Le protocole de Kyoto de 1997, entré en vigueur en 2005, engage ses 183 signataires à réduire leurs émissions collectives de gaz à effet de serre de 5,2 % d'ici 2012 par rapport aux niveaux de 1990.

Pour ce faire, il a entraîné la mise sur pied d'un marché du carbone, le mécanisme pour un développement propre (MDP), grâce auquel des crédits d'émissions peuvent être alloués et échangés.
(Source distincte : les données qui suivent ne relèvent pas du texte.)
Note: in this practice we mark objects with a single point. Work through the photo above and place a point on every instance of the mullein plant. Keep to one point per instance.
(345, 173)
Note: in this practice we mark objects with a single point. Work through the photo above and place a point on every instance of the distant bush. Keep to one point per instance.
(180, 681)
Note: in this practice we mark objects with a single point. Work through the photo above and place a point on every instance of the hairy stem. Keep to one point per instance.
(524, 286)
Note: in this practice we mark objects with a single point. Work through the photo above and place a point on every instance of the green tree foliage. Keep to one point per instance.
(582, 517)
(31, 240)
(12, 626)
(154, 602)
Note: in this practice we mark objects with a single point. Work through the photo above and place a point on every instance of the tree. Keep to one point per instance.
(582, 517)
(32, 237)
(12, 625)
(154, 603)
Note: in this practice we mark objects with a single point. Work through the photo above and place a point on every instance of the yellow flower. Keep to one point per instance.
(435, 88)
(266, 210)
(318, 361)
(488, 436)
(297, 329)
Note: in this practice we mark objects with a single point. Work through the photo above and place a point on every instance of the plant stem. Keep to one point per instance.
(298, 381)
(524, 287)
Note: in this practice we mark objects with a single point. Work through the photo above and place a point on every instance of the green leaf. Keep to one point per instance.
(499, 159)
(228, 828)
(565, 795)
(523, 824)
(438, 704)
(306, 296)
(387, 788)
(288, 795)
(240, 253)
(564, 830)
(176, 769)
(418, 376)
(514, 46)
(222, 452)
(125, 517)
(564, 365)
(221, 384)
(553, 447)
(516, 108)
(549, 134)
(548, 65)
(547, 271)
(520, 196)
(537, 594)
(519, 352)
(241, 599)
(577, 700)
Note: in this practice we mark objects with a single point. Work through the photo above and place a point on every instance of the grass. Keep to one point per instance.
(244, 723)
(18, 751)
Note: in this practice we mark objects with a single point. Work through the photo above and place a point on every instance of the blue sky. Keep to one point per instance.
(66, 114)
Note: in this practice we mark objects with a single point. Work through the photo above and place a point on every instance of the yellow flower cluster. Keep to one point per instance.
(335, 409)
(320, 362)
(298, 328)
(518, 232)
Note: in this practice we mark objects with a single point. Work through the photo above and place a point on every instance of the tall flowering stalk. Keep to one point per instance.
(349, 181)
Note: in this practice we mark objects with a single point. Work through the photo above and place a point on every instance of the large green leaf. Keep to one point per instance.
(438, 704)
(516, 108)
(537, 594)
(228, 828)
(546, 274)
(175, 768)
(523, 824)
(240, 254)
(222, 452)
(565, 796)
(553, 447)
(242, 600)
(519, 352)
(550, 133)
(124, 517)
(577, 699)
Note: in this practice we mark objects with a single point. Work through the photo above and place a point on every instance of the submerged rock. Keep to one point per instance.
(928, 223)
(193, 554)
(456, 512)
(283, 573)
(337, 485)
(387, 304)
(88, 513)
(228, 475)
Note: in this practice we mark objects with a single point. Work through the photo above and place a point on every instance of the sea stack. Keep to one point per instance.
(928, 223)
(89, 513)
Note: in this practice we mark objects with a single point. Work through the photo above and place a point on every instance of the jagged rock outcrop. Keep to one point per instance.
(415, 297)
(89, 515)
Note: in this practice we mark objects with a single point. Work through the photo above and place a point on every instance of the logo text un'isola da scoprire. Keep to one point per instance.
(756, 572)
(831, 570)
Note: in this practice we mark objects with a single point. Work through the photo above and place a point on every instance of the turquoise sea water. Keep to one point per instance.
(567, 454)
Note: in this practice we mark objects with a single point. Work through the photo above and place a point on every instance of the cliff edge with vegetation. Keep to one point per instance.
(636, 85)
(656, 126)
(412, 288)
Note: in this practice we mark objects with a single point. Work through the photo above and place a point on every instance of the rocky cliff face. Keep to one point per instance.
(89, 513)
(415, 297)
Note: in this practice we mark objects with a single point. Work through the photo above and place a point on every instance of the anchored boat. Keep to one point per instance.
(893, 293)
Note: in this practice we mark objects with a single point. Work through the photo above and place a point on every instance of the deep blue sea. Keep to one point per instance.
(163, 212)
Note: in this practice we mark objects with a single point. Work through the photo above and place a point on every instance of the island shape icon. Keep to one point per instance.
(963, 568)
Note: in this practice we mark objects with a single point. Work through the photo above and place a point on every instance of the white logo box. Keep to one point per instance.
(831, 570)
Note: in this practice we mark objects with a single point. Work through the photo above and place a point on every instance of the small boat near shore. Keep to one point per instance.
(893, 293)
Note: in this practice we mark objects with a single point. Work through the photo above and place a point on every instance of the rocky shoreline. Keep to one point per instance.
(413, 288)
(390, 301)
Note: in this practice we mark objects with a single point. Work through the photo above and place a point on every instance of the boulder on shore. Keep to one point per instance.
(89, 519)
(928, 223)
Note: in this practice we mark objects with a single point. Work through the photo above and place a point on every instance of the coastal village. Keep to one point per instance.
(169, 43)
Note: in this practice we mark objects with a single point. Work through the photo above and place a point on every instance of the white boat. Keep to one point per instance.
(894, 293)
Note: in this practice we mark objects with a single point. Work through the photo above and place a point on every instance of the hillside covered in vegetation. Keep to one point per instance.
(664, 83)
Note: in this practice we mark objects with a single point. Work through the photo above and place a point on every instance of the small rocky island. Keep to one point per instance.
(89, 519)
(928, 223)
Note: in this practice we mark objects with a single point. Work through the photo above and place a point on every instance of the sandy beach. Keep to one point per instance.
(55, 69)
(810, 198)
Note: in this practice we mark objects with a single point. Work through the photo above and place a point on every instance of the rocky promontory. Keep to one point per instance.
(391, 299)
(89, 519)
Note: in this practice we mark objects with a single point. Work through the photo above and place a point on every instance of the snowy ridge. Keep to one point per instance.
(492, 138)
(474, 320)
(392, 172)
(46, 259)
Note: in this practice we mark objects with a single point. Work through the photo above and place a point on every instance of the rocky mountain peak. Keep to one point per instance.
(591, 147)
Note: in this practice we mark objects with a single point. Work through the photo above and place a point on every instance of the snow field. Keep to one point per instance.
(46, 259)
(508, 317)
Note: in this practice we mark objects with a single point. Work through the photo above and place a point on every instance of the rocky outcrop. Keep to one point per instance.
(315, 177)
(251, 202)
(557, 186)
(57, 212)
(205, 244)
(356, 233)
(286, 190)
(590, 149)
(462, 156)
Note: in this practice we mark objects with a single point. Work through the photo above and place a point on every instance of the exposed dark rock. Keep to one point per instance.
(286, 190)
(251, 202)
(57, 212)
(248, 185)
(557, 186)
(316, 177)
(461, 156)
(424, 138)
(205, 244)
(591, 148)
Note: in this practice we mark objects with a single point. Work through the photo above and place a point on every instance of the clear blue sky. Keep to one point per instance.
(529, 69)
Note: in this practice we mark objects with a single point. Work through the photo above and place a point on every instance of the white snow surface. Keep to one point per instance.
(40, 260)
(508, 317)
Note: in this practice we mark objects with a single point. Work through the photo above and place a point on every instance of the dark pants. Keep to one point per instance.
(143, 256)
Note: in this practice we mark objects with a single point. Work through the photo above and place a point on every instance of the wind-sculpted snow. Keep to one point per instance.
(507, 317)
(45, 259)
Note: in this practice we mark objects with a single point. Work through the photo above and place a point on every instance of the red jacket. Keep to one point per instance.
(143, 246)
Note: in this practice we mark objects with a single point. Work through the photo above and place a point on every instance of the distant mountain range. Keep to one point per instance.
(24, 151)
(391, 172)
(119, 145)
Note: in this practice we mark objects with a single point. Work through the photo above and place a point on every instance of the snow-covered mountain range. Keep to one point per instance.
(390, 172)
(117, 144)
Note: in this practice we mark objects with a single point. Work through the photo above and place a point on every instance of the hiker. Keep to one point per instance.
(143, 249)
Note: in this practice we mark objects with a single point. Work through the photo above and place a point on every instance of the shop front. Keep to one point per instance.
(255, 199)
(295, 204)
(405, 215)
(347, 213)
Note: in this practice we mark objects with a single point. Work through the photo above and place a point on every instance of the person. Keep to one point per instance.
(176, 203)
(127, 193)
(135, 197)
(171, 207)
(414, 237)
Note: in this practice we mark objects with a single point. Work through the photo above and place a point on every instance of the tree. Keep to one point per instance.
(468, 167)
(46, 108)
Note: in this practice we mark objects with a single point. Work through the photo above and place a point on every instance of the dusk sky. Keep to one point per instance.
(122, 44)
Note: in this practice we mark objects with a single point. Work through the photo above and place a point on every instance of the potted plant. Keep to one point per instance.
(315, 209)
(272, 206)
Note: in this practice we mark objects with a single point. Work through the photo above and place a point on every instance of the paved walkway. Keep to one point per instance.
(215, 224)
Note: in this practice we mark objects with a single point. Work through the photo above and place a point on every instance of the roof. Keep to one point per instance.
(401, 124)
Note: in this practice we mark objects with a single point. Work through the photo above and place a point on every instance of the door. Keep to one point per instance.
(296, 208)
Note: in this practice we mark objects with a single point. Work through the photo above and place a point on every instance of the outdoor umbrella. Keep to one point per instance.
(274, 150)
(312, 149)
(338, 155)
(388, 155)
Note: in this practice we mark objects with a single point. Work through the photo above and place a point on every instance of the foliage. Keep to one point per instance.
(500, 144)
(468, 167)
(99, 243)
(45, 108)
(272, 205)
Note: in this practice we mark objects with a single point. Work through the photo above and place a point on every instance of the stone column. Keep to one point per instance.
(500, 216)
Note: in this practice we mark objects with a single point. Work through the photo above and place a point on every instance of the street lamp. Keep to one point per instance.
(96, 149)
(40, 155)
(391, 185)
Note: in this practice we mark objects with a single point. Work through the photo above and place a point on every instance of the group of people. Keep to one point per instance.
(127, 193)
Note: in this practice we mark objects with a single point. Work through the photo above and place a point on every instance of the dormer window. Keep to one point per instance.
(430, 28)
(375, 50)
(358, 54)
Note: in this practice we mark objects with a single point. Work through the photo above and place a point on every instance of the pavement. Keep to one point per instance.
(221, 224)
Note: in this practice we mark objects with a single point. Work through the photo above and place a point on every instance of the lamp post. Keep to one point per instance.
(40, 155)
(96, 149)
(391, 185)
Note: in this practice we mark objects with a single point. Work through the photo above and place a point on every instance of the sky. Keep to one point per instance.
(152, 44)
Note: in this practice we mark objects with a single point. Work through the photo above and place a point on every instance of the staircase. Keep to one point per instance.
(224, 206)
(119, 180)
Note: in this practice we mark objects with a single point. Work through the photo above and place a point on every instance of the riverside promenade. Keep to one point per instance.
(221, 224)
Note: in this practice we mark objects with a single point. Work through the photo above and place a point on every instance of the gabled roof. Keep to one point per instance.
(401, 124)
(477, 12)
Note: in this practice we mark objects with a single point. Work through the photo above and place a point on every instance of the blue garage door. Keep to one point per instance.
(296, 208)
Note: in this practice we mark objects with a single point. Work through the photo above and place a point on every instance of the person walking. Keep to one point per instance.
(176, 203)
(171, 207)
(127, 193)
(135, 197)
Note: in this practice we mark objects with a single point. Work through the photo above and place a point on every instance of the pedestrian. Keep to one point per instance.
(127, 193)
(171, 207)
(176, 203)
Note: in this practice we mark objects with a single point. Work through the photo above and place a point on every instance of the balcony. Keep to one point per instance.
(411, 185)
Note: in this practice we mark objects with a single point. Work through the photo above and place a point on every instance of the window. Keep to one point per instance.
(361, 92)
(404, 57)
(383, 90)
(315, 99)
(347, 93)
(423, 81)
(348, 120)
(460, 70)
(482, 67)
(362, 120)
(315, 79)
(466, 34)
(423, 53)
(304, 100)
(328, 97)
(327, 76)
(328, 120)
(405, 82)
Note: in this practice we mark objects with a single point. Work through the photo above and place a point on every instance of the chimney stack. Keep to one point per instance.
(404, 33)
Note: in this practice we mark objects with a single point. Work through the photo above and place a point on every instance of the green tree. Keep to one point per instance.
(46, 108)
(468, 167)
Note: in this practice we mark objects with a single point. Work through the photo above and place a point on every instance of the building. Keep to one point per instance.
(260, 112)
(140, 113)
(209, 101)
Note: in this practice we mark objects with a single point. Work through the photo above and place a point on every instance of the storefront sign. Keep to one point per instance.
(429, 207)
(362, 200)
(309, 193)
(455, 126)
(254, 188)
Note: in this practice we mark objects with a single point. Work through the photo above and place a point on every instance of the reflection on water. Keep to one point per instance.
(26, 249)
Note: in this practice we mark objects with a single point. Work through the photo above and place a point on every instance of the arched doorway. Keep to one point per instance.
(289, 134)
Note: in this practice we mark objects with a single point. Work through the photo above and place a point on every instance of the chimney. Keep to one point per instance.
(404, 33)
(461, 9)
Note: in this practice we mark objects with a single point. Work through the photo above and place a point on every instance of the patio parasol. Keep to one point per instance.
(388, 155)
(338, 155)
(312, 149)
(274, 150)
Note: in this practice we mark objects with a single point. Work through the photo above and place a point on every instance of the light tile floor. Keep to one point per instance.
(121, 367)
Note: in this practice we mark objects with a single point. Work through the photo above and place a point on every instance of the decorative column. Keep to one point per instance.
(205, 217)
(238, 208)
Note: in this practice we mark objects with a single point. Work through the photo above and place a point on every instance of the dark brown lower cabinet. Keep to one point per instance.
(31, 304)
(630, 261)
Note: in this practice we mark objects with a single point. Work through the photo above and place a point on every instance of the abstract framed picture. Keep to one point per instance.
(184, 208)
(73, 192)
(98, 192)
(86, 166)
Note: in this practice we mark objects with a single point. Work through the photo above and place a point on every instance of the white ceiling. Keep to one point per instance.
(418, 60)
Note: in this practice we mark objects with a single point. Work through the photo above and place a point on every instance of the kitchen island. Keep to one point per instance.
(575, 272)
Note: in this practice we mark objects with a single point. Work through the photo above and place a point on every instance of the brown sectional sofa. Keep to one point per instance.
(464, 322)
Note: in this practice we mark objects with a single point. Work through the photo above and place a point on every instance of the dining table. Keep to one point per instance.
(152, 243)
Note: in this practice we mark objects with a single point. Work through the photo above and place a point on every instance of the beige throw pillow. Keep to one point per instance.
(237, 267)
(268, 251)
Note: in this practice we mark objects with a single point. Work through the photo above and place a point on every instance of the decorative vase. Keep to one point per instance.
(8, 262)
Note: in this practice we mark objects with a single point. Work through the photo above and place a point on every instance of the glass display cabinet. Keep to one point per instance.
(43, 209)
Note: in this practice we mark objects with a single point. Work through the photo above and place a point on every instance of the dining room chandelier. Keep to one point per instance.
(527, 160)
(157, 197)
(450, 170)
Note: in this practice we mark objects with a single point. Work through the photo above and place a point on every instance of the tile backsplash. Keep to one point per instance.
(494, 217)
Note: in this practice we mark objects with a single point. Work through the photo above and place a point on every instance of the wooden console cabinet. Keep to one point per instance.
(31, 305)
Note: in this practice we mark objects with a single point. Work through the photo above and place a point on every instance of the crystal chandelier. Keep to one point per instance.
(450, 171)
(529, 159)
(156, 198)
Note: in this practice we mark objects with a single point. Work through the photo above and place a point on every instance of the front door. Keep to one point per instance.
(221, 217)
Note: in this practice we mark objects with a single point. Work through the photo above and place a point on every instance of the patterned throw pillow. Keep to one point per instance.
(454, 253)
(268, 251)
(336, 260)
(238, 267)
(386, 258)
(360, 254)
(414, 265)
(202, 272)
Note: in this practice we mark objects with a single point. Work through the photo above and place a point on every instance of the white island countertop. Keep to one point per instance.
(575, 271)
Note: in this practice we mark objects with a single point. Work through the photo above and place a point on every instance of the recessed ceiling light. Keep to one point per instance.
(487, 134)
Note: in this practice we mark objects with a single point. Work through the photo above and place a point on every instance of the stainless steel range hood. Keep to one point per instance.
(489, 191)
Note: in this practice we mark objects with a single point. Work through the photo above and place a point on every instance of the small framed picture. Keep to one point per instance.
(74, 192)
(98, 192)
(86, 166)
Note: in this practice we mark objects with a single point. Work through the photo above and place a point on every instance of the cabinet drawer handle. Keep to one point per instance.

Dans le cadre du protocole de Kyoto, l'UE dans son ensemble devait réduire de 8 % ses émissions de gaz à effet de serre, et l'Union a été la première à mettre en place un système d'échange de quotas d'émission.

Les pays en développement soutiennent tous le protocole de Kyoto, car il impose des objectifs contraignants en termes de réduction d'émissions et ne s'applique qu'aux nations industrialisées. Ces pays, selon les économies émergentes, sont responsables de la plus grande partie des rejets de CO2 dans l'atmosphère.

Toutefois, des pays comme les États-Unis, qui se sont désengagés du protocole de Kyoto sous l'administration du président George W. Bush, ne sont pas du même avis. Ils citent des études qui laissent entendre que les pays en développement sont aujourd'hui responsables de la majorité des émissions de gaz à effet de serre dans le monde et arguent que ce ratio ne devrait faire qu'augmenter.